Friday, 3 May 2013

Think, plan, act!

 After telling you the story of how I found my new job, I thought it would be good to outline some basic things you should consider if you want to switch to another job. Here it goes:)

I know the basics: learn from other people's mistakes, think before you act, and so on … wouldn't that be too good to be true? I mean if none of us would act out of instinct, and if everybody would learn from their parents' mistakes, the world would be perfect. We all know, that will never happen.


Investing in yourself

In my humble opinion it would be enough to learn from our own mistakes, but we usually don't do that either. Let's take the typical example of a person who hates his/her job. We tend to follow the same path (as I have told you before, it was the same with me). When you have to switch jobs, when you need to look for another job, inevitably you will choose something similar to your old one. Aim for something better! I know most of you think that takes too much time, effort, luck etc. In order not to make the same mistakes again, you have to take a 180 degree turn.
Let's say you are a waitress and you are getting tired of it. Why couldn't you be a real estate agent, a hair dresser, a flight attendant… or anything you would like to be? I know that trying something new is extremely difficult and frightening at the same time… but the key is to be committed and think about the decision as an investment. Maybe your salary will be less, and you will surely have to learn a lot of new things, but in time your efforts will be repaid. If all goes well, you should be a lot happier than before.


Step by step

The first step is identifying the problem, admitting to yourself that your current job is not good enough and you should find the job you think would suit you best. You could also discuss this with your friends, family in order to discover the main skills that you have. Next comes the 'looking at alternatives'. Nowadays, you can even ask for the help of career coaches. You have to search for opportunities of learning and training, before you actually want to get hired in this new profession.
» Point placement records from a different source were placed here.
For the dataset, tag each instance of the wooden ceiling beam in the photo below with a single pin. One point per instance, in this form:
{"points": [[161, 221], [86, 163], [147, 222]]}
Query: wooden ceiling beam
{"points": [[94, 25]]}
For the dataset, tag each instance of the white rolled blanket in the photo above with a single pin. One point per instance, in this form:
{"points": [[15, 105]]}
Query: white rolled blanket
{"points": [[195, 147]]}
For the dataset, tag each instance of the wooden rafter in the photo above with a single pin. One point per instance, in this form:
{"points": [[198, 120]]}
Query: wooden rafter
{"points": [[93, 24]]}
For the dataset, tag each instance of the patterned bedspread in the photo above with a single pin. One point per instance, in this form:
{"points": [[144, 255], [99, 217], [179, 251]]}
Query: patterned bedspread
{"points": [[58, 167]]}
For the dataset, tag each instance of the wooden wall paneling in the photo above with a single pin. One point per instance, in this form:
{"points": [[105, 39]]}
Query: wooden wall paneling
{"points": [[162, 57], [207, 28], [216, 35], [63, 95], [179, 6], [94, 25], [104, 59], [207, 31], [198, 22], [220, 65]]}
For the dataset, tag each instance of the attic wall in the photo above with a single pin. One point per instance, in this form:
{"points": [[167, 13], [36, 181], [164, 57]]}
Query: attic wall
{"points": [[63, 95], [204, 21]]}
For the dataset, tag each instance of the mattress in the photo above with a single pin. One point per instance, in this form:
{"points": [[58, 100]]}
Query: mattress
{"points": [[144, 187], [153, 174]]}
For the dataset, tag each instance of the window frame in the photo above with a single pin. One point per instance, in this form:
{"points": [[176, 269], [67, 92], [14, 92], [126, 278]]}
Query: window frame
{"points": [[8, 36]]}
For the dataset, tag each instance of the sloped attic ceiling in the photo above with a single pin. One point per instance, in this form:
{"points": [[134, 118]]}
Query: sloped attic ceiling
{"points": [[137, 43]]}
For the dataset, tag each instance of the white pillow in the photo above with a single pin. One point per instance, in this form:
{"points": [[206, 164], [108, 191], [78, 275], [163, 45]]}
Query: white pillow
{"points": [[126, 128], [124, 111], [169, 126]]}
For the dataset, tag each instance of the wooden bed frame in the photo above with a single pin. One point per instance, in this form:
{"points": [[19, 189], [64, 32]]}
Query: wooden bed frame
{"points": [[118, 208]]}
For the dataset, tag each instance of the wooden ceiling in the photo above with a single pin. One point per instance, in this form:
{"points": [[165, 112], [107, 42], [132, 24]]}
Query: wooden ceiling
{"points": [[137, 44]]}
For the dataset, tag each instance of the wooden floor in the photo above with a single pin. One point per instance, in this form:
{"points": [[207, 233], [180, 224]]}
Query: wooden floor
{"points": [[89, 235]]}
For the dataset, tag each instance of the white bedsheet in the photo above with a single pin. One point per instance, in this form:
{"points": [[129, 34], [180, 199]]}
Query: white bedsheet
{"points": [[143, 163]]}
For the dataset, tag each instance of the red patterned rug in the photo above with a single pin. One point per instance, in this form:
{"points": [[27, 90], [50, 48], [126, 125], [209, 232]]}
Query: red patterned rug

You will need to do research in a way, look for the advantages and disadvantages of the new career, the environment you would be working in. You will have to ask yourself: Would I like this as a long term job? Would I be good at it? Would I like what I have to do? Would I have opportunities for development? I know it's a bit old style, but I always liked the 'pros and cons' lists. If you see the reasoning put down on paper, it seems to be more real somehow… so that's another good approach. Finally, when all aspects have been considered, you need to act!